We loosen our grip on the prospects of universal adoration and hold on for dear life. Shelving skyscraper hopes, we spend our lives tinkering at the margins. We wish to be just a little more funky, a little more well-read, a little more youthful—right there, just around the eyes—because we question if we even belong on the peripheral.
A writer friend and I traded messages the other day, commiserating over common bouts with imposter syndrome. With our words like prayers and our DMs like a confessional booth, I recalled the many times I feared my next article, my next sentence even, would reveal the emperor’s lack of clothes. Counting down the minutes till your fraud is exposed, counting on yourself to commit a mistake at the point of no return, comes with a shortness of breath, with a sense the walls sit a few inches closer than they did yesterday.
For me, the shame comes with a thousand cuts. A word leaves my mouth within a circle of people and, before it finishes its flight path, I want to call it back. I send a tweet into the atmosphere like a carrier pigeon, praying it returns with affirmation, straining my eyes against the sky until it does. I share an essay with my editor, just sure the red ink on this one will spell out the word “poser.” In the in-between, the moments between message sent and message received, I rifle through my closet and select one of a dozen identical hair shirts. Surprise, surprise—it fits, and chafes, just right.
This devil lives in the littlest details, waging spiritual warfare by keeping us busy. Busy covering our tracks. Busy looking over our shoulders. Busy cramming for each moment like a final exam. How do we fight back when the war is coming from inside the house?
Calm comes in those rare moments when I see my soul as if through the crystalline surface of a frozen lake. To riff on a Tim Keller slogan, I recognize myself as someone more fraudulent than I can ever know, yet loved with immeasurable height, depth, and width.
Knowing the difference between sanctification and perpetual self-improvement is half the imposter-syndrome battle.
Knowing the difference between sanctification and perpetual self-improvement is half the imposter-syndrome battle. One moves toward Christ-likeness; the other keeps up a charade. One finds its motivation through unbroken acceptance; the other immediately distrusts any affirming word, turning it into a cudgel, not a comfort. One finds its way widening by the minute, making room enough for failure and growth; the other trips over every mistake along an impossibly narrow incline, the skin scraped away from its knees and elbows long ago.
Like a dog chasing its tail, I turn in circles trying to identify the blindspots Christ already sees. If I could look with his eyes, every little lie and artifice I noticed would mortify me. Rather than point and laugh, he embraces me still.
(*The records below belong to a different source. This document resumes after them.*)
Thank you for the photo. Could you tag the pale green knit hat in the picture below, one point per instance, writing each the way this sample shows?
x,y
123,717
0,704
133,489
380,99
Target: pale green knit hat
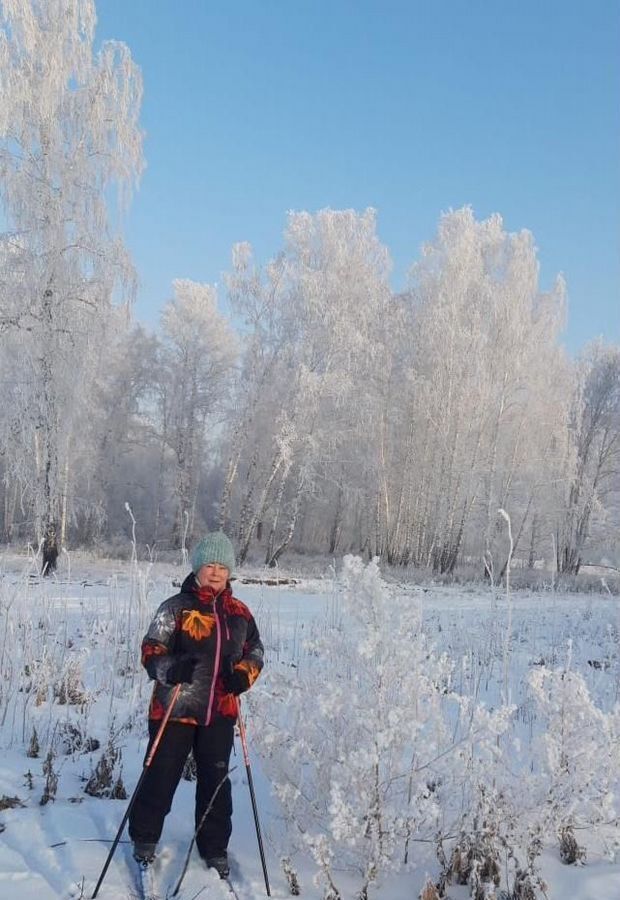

Before knowing Jesus, I was a fake making every effort to justify myself and be found worthy of love. The only genuine article, he stood in the place of imposters like me, living and dying as our remedy. Now I belong to him, because of him.
As the first verse of that Counting Crows classic becomes the second, then a pining chorus, frontman Adam Duritz sings a phrase as true as any, “We all want something beautiful.”
Then, almost as an aside, he tosses another line out of the corner of his mouth.“Man, I wish I was beautiful.”
All of us want something beautiful. Left alone, we only see the scars, the black-and-blue eyes, every blemish and contusion. But Jesus makes beautiful things; I no longer have to wish I was beautiful. Mr. Jones and me—and you—are who he says we are; we look the way he sees us.